Hidden in Plain Sight
They thought it was just a decoration.
It was a small marble sculpture perched on top of the family piano in central France. For decades, the sculpture sat among framed family photos -- a piece of stone with sentimental value.
The family assumed it was a replica, a copy of something more significant. But when auctioneer Aymeric Rouillac saw it, something caught his eye. The contours of the spine, the tension in the muscles, and the posture of despair all looked a little too perfect. So he decided to investigate.
And what he discovered stunned the art world.
The sculpture -- Le Désespoir -- was created by French sculptor Auguste Rodin in the early 1890s and had disappeared from public view some 120 years ago. Measuring less than a foot in height, it was once intended to be part of Rodin’s monumental work The Gates of Hell, a sprawling portal filled with more than 200 expressive figures now housed in various locations from Philadelphia and Paris to Tokyo and Zurich.
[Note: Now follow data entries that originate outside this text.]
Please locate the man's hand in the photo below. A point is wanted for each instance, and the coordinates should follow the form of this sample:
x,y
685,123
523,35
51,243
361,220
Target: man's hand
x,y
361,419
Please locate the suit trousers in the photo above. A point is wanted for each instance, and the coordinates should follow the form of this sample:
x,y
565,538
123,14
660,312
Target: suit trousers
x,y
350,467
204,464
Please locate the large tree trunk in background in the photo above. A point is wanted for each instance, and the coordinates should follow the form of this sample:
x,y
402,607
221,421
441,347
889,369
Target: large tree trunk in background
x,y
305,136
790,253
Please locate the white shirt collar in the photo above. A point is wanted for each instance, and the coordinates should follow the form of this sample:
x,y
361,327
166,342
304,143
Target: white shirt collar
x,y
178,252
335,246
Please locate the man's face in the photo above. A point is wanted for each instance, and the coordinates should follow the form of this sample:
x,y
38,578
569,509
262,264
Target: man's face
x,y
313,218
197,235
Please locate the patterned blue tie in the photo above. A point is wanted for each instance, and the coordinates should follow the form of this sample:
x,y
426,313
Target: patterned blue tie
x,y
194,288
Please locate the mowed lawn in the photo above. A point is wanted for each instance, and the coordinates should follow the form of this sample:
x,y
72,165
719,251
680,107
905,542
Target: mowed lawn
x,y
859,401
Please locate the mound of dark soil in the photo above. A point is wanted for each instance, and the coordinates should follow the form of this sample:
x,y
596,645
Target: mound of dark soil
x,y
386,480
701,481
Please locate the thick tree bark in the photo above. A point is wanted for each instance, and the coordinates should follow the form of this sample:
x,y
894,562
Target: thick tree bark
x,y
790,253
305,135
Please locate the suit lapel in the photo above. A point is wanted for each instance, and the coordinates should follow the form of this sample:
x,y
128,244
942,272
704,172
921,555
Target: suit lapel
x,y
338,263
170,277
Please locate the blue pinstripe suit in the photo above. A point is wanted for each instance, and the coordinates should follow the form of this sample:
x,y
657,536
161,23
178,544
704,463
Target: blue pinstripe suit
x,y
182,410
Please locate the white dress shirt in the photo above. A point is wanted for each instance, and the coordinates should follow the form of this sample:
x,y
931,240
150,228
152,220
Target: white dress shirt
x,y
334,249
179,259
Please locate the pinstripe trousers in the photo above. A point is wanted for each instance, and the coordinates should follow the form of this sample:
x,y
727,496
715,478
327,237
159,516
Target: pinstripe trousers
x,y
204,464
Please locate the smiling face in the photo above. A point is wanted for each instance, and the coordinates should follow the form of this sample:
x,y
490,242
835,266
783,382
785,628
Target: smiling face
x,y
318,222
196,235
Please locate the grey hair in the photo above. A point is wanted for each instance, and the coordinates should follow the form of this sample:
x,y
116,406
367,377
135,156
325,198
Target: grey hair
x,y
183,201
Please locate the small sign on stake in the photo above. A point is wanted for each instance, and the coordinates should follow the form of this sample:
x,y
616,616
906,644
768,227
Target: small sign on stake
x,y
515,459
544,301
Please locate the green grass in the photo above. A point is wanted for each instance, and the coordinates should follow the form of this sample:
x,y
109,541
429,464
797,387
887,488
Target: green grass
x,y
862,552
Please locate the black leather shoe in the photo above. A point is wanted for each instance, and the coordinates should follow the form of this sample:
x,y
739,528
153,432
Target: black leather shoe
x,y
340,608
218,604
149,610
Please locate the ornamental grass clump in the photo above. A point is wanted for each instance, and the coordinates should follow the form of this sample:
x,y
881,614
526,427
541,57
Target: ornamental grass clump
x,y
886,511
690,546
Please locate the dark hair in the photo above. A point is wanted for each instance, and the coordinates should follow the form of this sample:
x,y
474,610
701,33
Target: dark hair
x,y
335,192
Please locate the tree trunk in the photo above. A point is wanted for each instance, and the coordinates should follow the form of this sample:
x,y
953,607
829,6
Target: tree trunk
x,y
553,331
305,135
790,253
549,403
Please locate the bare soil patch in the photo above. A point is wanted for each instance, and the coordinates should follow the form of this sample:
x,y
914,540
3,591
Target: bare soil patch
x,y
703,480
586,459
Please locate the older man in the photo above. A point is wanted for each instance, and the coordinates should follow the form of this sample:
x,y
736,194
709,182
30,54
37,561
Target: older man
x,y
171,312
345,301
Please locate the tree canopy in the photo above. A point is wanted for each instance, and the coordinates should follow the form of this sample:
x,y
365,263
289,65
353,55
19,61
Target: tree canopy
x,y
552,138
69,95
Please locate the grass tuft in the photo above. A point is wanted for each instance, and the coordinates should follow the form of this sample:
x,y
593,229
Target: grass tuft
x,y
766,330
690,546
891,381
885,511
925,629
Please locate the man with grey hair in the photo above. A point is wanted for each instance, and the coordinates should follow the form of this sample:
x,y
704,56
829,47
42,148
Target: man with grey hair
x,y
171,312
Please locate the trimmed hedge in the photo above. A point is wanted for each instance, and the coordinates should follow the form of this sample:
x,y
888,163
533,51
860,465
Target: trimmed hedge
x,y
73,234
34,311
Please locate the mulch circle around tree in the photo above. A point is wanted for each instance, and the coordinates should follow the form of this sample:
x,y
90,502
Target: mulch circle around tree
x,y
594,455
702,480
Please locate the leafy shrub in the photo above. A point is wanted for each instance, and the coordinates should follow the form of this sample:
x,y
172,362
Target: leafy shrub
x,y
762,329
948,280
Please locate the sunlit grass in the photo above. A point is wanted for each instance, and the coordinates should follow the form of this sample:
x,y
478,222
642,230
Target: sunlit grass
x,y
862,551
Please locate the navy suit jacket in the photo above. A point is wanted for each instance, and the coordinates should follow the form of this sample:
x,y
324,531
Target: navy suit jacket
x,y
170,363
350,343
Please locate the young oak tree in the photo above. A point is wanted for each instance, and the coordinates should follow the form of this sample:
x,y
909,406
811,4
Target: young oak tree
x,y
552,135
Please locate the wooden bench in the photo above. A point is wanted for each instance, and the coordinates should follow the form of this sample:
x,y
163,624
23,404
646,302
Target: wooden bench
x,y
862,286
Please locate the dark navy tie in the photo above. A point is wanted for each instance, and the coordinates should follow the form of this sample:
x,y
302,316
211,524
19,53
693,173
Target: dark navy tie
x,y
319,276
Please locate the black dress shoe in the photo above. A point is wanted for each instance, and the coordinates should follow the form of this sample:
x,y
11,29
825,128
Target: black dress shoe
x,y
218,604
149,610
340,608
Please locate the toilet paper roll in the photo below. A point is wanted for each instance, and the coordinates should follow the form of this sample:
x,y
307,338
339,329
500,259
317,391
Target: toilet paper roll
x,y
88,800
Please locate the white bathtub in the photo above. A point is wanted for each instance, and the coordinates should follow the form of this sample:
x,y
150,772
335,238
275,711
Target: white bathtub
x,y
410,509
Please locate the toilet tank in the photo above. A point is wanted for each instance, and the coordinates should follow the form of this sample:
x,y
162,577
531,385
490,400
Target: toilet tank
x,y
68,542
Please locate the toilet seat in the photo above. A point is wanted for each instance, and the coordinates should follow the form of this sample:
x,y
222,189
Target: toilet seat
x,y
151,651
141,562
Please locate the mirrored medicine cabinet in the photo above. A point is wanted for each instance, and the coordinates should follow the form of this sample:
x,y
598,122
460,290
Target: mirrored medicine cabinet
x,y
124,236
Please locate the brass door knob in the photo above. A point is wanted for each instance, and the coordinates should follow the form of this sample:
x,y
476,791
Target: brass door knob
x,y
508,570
When experts from the Comité Rodin examined the sculpture, they confirmed its authenticity immediately. This was the real thing: not a copy, not a fake, but a priceless original. And last month, the sculpture sold at auction for nearly $1 million.
The once-forgotten statue had never lost its value. It had simply been hidden in plain sight.
How many times do we dismiss the treasures God has placed around us -- or within us -- as ordinary? We look in the mirror and see only what’s common, unaware of the Spirit-breathed masterpiece we were created to be. We place others in boxes, assuming we already know their worth, forgetting that they, too, bear the image of the Creator.
The Apostle Paul reminds us in 2 Corinthians 4:7: But we have this treasure in jars of clay, to show that the surpassing power belongs to God and not to us.
Your life may not feel like a masterpiece, and some days, you may feel like just another figure on the shelf. But God knows the truth of what you carry, even when others cannot see it. There is treasure inside of you -- holy and redemptive.
As theologian Frederick Buechner once wrote: The place God calls you to is the place where your deep gladness and the world's deep hunger meet.
You are not a copy. You are not forgotten. You are God’s own creation -- carved with care, held with love, and offered to the world with purpose.